Fidelma raised an eyebrow, staring at him with cold, blue eyes.
Father Máilín hesitated and shrugged. He reached for a hand bell and jangled it. A member of the community entered but when the Father Superior asked that Brother Gormgilla be summoned, Fidelma intervened. She did not want Father Máilín interfering in her questioning.
“I will go to the Brother myself. I have trespassed on your valuable time long enough, Father Máilín.”
The Father Superior rose unhappily as Sister Fidelma turned and accompanied the religieux from the room.
Brother Gormgilla was a stocky, round-faced man, with a permanent expression of woe sitting on his fleshy features. She introduced herself briefly to him.
“Had you known the Venerable Connla for a long time, Brother?” she asked.
“For fifteen years. I have been his helper all that time. He would soon be in his ninety-first year had he been spared.”
“So you knew him very well?”
“I did so. He was a man of infinite wisdom and knowledge.”
Fidelma smiled briefly.
“I know of his reputation.

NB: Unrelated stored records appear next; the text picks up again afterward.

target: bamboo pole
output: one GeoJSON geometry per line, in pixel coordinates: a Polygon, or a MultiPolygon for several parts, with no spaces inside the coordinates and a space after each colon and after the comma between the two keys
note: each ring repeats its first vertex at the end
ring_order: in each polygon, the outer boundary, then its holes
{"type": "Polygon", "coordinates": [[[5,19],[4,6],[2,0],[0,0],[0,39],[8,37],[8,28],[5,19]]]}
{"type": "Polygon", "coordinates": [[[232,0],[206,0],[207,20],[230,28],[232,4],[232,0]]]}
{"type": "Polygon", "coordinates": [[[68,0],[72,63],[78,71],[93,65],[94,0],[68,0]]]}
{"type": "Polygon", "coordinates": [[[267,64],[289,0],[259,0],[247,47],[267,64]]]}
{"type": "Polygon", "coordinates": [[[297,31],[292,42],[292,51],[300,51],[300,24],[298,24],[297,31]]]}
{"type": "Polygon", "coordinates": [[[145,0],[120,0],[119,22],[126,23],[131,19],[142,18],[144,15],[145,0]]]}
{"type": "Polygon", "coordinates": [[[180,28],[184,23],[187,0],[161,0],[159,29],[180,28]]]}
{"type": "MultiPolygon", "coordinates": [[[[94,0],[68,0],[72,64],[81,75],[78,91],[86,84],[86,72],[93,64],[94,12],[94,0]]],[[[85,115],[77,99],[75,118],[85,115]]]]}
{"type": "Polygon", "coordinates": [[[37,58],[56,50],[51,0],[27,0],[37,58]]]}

He was spoken of as one of our greatest philosophers, not merely in this kingdom but among all five kingdoms of Ireland. So he was a convert to the Faith?”
“As were many in our poor benighted country when he was a young man. At that time, most of us cleaved to the old gods and goddesses of our fathers. The Faith was not so widespread through our kingdoms. Connla’s own father was a Druid and a seer. When he was young, Connla told me, he was going to follow the arts of his father’s religion. But he was converted and took his new name.”
“And became a respected philosopher of the Faith,” added Fidelma. “Well, tell me. . in fact, show me, how and where you discovered his body?”
Brother Gormgilla led the way toward the main chapel around which the various circular buildings of the community were situated. Next to the chapel was one small circular building outside the door of which the monk paused.
“Each morning, just before the Angelus, I came here to rouse and dress the Venerable Connla,” he explained.
“And on that morning. .? Take me through what happened when you found Connla was dead.”
“I came to the door. It was shut and locked. That was highly unusual. I knocked upon it and not being able to get an answer, I went to a side window.”
“One moment. Are you telling me that you did not possess a key to Connla’s chamber?”
“No. There was only one key, which the Venerable Connla kept himself.”